O documento salienta que as dúvidas foram levantadas por um deputado, não identificado, que apresentou uma reclamação por escrito em que considera “nula” a decisão da Mesa da Assembleia Legislativa que obrigava os deputados a justificar as deslocações oficiais.

O deputado em causa alegou que a Mesa da Assembleia não tem competência para alterar matéria relacionada com os direitos e deveres dos deputados.

“A Mesa não é competente para deliberar sobre matéria relativa ao Estatuto dos Deputados ou ao respetivo regime de execução, pelo que a deliberação objeto desta exposição tem que ser considerada nula e de nenhum efeito”, defendeu o deputado.

O Regulamento da Assembleia Legislativa dos Açores estabelece que cada deputado tem direito a visitar, uma vez por ano, todas as ilhas do arquipélago por conta do erário público, para contactos com a população, sem que, até agora, tivesse que justificar o motivo da deslocação.

A obrigatoriedade da apresentação de relatórios pelos deputados no final de cada viagem oficial nas ilhas do arquipélago foi decidida pela Mesa da Assembleia Legislativa em abril depois de ouvidos os líderes parlamentares.

A decisão seguiu uma recomendação do Tribunal de Contas, que defendia mais “transparência” e “controlo” na gestão deste tipo de despesas.

No relatório 6/2008-FS/SRATC, o Tribunal de Contas refere que a Assembleia Regional deve conhecer as ações realizadas pelos deputados durante as visitas oficiais no arquipélago.

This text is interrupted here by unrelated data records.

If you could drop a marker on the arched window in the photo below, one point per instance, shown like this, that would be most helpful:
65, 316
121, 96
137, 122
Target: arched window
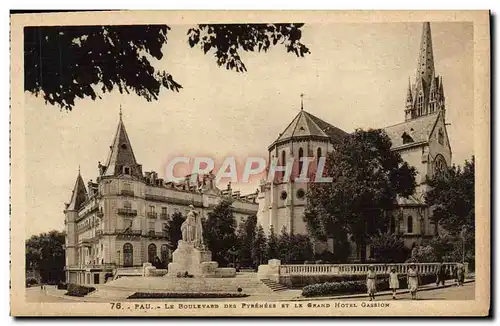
151, 253
409, 226
301, 154
440, 166
283, 162
393, 225
441, 136
128, 255
420, 104
164, 253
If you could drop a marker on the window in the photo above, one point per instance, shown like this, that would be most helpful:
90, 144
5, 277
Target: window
283, 163
420, 104
441, 136
301, 154
151, 253
409, 226
128, 255
301, 193
164, 254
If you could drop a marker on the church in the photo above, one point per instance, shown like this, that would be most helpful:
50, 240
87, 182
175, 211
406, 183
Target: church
421, 139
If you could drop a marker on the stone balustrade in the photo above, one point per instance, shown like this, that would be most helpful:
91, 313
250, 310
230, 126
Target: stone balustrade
354, 269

Nesse sentido, defende que sejam entregues relatórios de todas as deslocações num prazo máximo de 30 dias após a conclusão da viagem.

O problema é que, segundo um dos deputados açorianos, qualquer decisão neste sentido tem que “seguir o processo legislativo adequado e previsto no regimento”, não se podendo basear numa mera deliberação da Mesa da Assembleia Legislativa Regional.

Este órgão, na sua última reunião, reconheceu que a decisão tomada em meados de abril “não deveria ter assumido a simples forma de deliberação”, pelo que os deputados voltam a não ter que apresentar qualquer relatório sobre as viagens oficiais.

A Mesa da Assembleia Legislativa Regional sugeriu ainda que esta matéria seja analisada no quadro da revisão do Estatuto Político-Administrativo dos Açores, para a qual já foi criada uma comissão eventual no parlamento açoriano.